By Anthony Fensom
July 5, 2012
It may have taken a foreign whistleblower named Michael Woodford to force the issue. But with demands for change growing louder in the wake of the Olympus and other scandals, is Japan Inc. finally ready to accept reform?
Activists have been given plenty of ammunition in recent months, with Woodford exposing Olympus’s $1.7 billion accounting fraud following his ousting as chief executive, a scandal at Daio Paper over $140 million in illicit borrowings and a $2 billion pension fund fraud at AIJ Investment Advisors.
Similarly, a culture of collusion between companies and regulators in the so-called “nuclear village” has sparked heated debate over energy policy and shown the need for greater transparency.
According to analysts, a growing fiscal deficit has made the case for reform more pressing, given the risk to government and corporate pensions from an undervalued stock market. Adding to the clamor for change has been pressure from foreign shareholders, more willing than their domestic counterparts to publicly flex their muscles.
Yet judging by those surveyed by The Diplomat, reforms planned next year by the ruling Democratic Party of Japan (DPJ) barely scratch the surface of what needs to be done, with fierce resistance to change by the nation’s major business lobby groups and a mixed response from the Tokyo Stock Exchange (TSE).
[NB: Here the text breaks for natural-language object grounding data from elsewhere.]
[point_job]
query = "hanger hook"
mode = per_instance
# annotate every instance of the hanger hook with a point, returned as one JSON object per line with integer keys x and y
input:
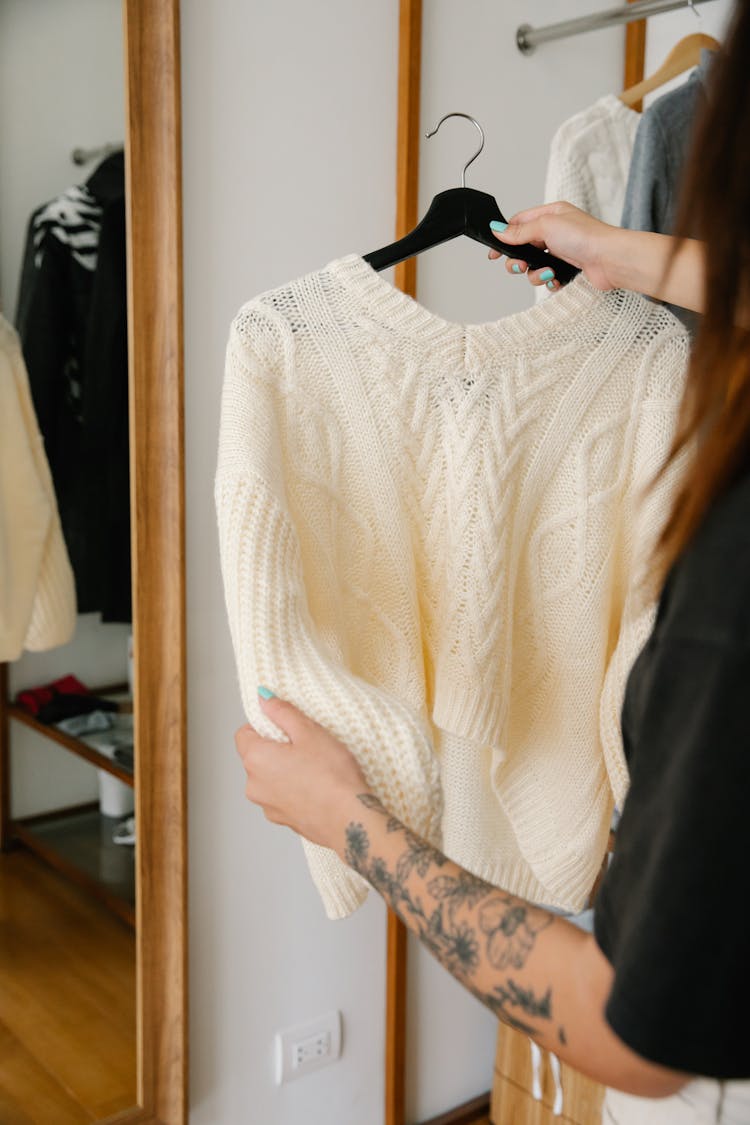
{"x": 481, "y": 134}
Notable among the reforms is the requirement that large companies appoint at least one outside director, along with other new rules aimed at strengthening shareholders’ rights.
Although most observers see improvement since the introduction of the new Company Law in 2006, Japan’s standards of corporate governance are still seen as lagging behind those of its Asian rivals.
“Foreign investors may not invest in Japan due to its opaque system of corporate governance,” warned Japanese corporate lawyer, Takao Shojima.
“The Tokyo Stock Exchange used to be one of the three major global centers, but now Hong Kong and Singapore are rising and one of the differences is corporate governance.”